Dans le souci d’organiser des élections démocratiques et apaisées, le groupe a examiné la loi électorale n° 9 du 23 Mai 2012 dans la perspective des futures échéances électorales.

Présentation de l’affaire


Selon, le président du Groupe parlementaire du MCDDI, la classe politique congolaise ayant constaté que les élections au Congo ont été souvent source de conflits voire des guerres fratricides, a souhaité aplanir, avant les futures échéances, les divergences qui peuvent entraver la bonne marche du processus électoral. Ainsi, des concertations politiques ont eu lieu à Ewo et à Dolisie. Ces concertations ont abouti à un consensus sur des points qui devraient permettre l’organisation des élections libres et transparentes.

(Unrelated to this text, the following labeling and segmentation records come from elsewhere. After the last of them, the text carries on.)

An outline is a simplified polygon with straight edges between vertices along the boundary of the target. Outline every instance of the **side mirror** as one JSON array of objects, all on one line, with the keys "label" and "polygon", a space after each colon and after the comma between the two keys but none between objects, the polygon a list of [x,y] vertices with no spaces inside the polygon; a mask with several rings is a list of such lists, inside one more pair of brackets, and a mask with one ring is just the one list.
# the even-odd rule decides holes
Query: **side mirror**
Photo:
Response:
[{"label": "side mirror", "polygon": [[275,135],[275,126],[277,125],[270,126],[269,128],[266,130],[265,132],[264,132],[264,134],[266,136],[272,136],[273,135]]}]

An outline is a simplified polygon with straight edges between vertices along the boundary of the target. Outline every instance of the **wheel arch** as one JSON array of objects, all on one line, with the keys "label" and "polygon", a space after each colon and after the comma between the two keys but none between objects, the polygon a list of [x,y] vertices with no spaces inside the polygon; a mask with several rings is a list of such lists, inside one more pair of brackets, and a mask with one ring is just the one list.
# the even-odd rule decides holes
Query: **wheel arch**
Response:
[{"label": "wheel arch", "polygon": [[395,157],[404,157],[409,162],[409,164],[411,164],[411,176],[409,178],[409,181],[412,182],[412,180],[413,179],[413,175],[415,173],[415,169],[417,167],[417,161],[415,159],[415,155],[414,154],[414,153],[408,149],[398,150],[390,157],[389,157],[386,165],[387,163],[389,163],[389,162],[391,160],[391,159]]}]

C’est dans cette perspective que des solutions et des recommandations ont été faites pour améliorer la gestion du processus électoral. Les textes ont été modifiés et complétés. Malheureusement, dans la pratique, ces mesures n’ont pas atteint l’objectif escompté. Le recensement administratif spécial qui a été la mesure clé pour doter le pays d’un corps électoral fiable en vue de l’organisation des élections libres et transparentes a péché, dans sa mise en exécution, comme vient de le faire remarquer l’Organisation Internationale de la Francophonie dans son rapport publié en date du 7 décembre 2013. Cela a eu, sans aucun doute pour effet, la méfiance au sein de la classe politique.

Examen de l’affaire

Après avoir rappelé le risque auquel le pays pourrait être exposé lors des prochaines élections, si les solutions trouvées à Ewo et à Dolisie ne sont pas appliquées de façon effective, le Président du Groupe parlementaire a émis le vœu de voir modifier les dispositions des articles (voir article 1er) de la loi électorale et être adoptées dans les meilleurs délais afin que les élections locales se tiennent en Août 2014.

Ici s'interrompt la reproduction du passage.